Mais de 29 milhões de nordestinos que vivem em áreas urbanas estão em ruas sem rampas, o que representa 70,5% da população urbana da região. O dado, revelado pelo Censo 2022 e analisado pela Agência Tatu, mostra que 6 dos 10 estados nordestinos enfrentam índices acima da média nacional.
Ainda de acordo com os dados, o Nordeste tem o segundo pior índice do país, e o Ceará lidera o ranking nacional da falta de acessibilidade: 77,8% da população urbana cearense vive em ruas sem rampas. Outros cinco estados nordestinos também aparecem entre os piores do país: Paraíba (76%), Piauí (74%), Alagoas (73%), Sergipe e Rio Grande do Norte (72%).
Gabryelle de Oliveira, moradora de Maceió e pessoa com deficiência física (PCD), usa andador e cadeira de rodas e sente diariamente os impactos da falta de acessibilidade nas calçadas da capital alagoana.
“Nos dois modos eu preciso que a calçada tenha rampa e não seja desnivelada, o que em Maceió é extremamente difícil de encontrar.

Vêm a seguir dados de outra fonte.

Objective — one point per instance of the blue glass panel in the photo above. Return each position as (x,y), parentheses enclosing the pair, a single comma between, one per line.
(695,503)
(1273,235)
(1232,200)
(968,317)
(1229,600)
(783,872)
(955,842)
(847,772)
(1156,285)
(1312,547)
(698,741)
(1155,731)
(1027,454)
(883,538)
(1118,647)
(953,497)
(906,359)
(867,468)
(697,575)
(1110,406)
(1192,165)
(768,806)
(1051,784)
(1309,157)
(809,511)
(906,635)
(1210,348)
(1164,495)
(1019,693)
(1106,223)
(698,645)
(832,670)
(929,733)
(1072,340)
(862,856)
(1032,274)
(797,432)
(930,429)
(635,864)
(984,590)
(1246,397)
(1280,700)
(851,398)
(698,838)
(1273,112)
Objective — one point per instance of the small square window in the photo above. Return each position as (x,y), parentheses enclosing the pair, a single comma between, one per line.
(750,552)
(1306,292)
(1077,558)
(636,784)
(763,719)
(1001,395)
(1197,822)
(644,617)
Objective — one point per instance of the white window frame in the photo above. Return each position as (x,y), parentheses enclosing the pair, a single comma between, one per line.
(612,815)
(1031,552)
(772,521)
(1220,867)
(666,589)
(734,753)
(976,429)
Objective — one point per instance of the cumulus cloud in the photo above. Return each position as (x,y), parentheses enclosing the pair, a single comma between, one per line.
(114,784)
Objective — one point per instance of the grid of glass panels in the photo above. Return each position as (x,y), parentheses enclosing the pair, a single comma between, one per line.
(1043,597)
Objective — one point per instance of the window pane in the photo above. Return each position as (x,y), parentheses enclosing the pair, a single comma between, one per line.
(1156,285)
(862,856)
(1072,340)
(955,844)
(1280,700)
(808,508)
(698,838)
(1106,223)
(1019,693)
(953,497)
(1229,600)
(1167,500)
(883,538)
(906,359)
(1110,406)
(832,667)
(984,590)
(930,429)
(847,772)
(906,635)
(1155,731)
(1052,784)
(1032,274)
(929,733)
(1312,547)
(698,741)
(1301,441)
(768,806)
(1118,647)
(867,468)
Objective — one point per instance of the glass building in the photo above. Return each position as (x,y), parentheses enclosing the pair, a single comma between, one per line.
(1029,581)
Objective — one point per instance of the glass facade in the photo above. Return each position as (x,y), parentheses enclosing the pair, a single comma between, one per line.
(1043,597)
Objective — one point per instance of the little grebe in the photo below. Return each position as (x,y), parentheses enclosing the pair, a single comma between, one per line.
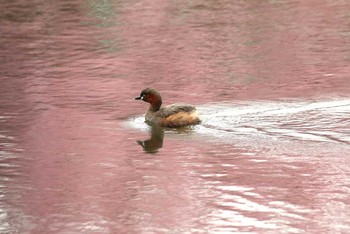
(173,116)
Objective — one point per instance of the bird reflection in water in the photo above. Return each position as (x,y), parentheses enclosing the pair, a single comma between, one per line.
(154,143)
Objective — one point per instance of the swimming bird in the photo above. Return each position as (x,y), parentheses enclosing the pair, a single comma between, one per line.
(173,116)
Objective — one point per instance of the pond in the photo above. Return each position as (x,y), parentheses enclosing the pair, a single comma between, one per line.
(270,80)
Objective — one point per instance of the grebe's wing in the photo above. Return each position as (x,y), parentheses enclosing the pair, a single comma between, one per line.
(175,108)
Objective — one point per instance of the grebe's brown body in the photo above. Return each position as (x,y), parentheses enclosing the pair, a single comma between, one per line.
(173,116)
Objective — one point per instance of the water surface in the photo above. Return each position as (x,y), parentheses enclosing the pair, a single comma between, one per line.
(269,78)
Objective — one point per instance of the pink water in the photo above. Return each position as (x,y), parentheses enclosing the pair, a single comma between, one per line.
(270,78)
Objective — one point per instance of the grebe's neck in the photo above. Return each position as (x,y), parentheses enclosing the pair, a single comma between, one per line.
(155,105)
(155,102)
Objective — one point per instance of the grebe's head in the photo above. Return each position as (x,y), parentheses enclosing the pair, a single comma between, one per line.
(151,96)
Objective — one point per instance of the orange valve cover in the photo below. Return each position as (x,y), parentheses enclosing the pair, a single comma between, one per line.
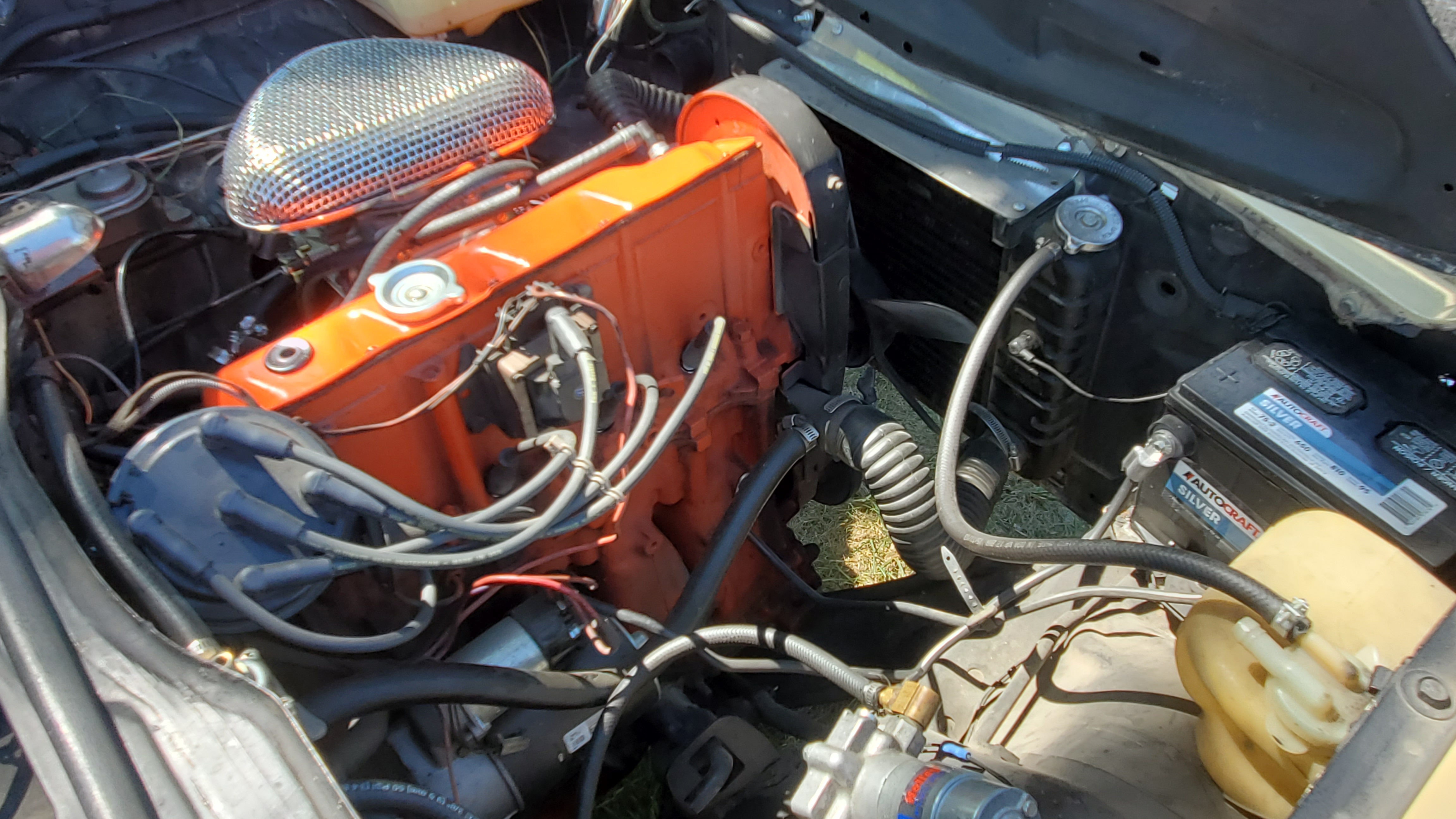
(666,246)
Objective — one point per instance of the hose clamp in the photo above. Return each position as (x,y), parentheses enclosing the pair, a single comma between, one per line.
(804,428)
(1292,620)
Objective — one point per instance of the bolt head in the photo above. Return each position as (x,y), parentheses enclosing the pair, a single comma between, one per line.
(1433,693)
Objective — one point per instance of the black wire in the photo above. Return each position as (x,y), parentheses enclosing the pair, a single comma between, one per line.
(129,325)
(69,66)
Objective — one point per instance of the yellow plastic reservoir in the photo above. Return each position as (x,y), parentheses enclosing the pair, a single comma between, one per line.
(427,18)
(1273,715)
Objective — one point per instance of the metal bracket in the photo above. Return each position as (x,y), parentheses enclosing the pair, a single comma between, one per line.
(963,584)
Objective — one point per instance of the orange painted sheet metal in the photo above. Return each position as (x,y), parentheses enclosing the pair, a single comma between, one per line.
(347,337)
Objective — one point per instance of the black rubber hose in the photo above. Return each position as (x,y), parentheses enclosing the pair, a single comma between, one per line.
(46,661)
(902,484)
(149,588)
(1200,569)
(398,238)
(458,684)
(619,100)
(901,480)
(70,21)
(401,799)
(659,659)
(755,490)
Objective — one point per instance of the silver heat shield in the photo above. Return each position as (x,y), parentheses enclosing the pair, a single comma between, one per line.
(349,124)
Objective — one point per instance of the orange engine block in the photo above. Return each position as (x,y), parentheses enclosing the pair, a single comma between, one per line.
(666,246)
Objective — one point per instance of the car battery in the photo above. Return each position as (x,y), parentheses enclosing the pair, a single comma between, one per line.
(1283,425)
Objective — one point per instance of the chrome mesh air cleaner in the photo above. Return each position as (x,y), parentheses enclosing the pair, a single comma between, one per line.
(346,124)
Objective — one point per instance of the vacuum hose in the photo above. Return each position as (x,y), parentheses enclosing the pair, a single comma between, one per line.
(456,682)
(696,601)
(1280,614)
(621,100)
(901,480)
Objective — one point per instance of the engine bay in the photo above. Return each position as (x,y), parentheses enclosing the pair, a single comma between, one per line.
(410,403)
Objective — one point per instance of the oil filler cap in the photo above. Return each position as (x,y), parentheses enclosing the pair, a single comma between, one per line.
(1088,223)
(417,289)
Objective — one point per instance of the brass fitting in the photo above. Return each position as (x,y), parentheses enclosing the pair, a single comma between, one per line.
(911,700)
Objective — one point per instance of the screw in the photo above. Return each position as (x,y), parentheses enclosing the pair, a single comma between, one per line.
(1433,693)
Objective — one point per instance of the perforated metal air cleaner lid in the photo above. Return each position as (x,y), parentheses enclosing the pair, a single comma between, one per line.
(341,126)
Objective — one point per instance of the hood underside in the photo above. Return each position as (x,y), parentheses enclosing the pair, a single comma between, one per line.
(1337,107)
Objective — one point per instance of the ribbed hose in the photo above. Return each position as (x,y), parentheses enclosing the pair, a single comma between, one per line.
(621,100)
(657,661)
(902,483)
(696,601)
(901,480)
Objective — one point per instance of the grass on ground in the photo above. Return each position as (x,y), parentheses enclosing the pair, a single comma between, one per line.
(855,550)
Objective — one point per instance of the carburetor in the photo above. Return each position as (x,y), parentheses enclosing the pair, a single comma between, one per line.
(870,768)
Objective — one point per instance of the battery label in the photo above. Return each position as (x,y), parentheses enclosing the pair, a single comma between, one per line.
(1406,506)
(1212,506)
(1309,378)
(1424,454)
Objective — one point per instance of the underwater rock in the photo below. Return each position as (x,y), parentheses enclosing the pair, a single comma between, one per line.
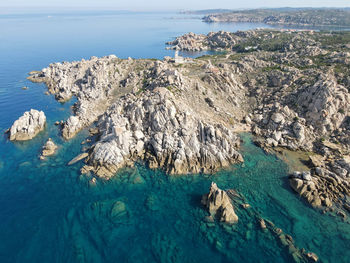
(78,158)
(118,210)
(27,126)
(219,205)
(48,149)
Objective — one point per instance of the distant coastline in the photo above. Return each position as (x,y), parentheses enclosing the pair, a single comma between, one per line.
(303,17)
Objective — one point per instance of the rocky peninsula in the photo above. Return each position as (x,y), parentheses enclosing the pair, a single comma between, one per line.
(289,88)
(27,126)
(288,16)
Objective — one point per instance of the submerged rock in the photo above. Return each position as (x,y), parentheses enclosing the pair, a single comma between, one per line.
(48,149)
(27,126)
(219,205)
(78,158)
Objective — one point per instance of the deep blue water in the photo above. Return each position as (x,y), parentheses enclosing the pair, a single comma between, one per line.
(48,211)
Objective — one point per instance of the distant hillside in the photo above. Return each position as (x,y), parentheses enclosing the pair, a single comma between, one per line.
(207,11)
(286,16)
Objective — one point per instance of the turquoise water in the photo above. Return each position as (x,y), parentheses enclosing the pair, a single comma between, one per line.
(50,213)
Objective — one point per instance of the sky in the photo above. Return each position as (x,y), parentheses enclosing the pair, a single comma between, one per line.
(162,5)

Quando existe, a calçada é irregular, esburacada e com rampa fora do padrão. É propício irmos ao chão”, relata.
Ela destaca que há investimentos em áreas turísticas, mas nas regiões residenciais a situação é precária. “Na orla, a gente encontra mais facilidade, mas basta ir ao Jacintinho, por exemplo, que não existe acessibilidade”, completa.
No Nordeste, 1.140 municípios (63,5% da região) têm índices de falta de rampas acima da média nacional (68,85%). Cidades como Tejuçuoca (CE) e Jaguaretama (CE) lideram os piores cenários, com 98% das vias sem rampas. Em seguida aparecem Itaú (RN) e Riachuelo (SE), com 97%, e Monsenhor Tabosa (CE), com 96%.
O Ceará ocupa o primeiro lugar no ranking nacional, com 77,8% da população urbana — equivalente a 5 milhões de pessoas — vivendo em áreas sem acessibilidade. Em seguida aparecem São Paulo, Paraíba, Minas Gerais (76%) e Goiás (75%). Outros estados nordestinos também aparecem com altos índices: Piauí (74%), Alagoas (73%) e, com 72%, Sergipe e Rio Grande do Norte.
Ausência de rampas e presença de obstáculos
A arquiteta e urbanista Zilsa Maria Pinto, professora da Universidade Federal do Ceará (UFC), destaca diversos problemas relacionados à acessibilidade nas vias públicas. “Há ausência de rebaixamento do meio-fio nas travessias, como orienta a NBR 9050/2020; rampas para veículos invadem a faixa livre da calçada; e há ainda as barreiras atitudinais, com obstáculos causados pelo uso indevido dos passeios públicos”, explica.
De acordo com o IBGE, 65% da população urbana do país — cerca de 113 milhões de pessoas — vivem em vias com algum tipo de obstáculo. O Nordeste lidera com 69,3% dos moradores nessa situação e abriga o estado com o pior índice: Sergipe, que tem 78,3%. Ou seja, mesmo nas ruas que contam com rampas, a presença de barreiras físicas compromete o acesso, afetando principalmente pessoas com deficiência e idosos.
Com mestrado em Arquitetura e Urbanismo e doutorado em Educação, Zilsa ressalta que cabe às administrações municipais garantir a acessibilidade. “Enquanto as prefeituras não assumirem a responsabilidade pela construção das calçadas e continuarem repassando essa obrigação aos proprietários, a situação não será plenamente resolvida. A estrutura das vias públicas deve contemplar todos os elementos necessários à circulação de pedestres e veículos”, afirma.
Atuando na área de acessibilidade e planejamento urbano, Zilsa defende mais atenção por parte dos gestores municipais quanto à execução e fiscalização de obras.
“É necessário intensificar a fiscalização, embora muitas vezes as prefeituras não tenham estrutura suficiente para isso. Além disso, as cidades cresceram com calçadas estreitas, especialmente em bairros populares ou antigos, o que dificulta o cumprimento das exigências atuais de acessibilidade. A maior precariedade está nas periferias, onde sequer há calçadas em muitos trechos”, contextualiza.
Segundo ela, o planejamento urbano prioriza o fluxo de veículos, deixando os pedestres em segundo plano.
“O poder público se compromete com a pista de rolamento, o acostamento, a ilha e o canteiro central. Por que não se comprometer com a calçada, que é o espaço destinado exclusivamente aos pedestres?”, questiona a professora.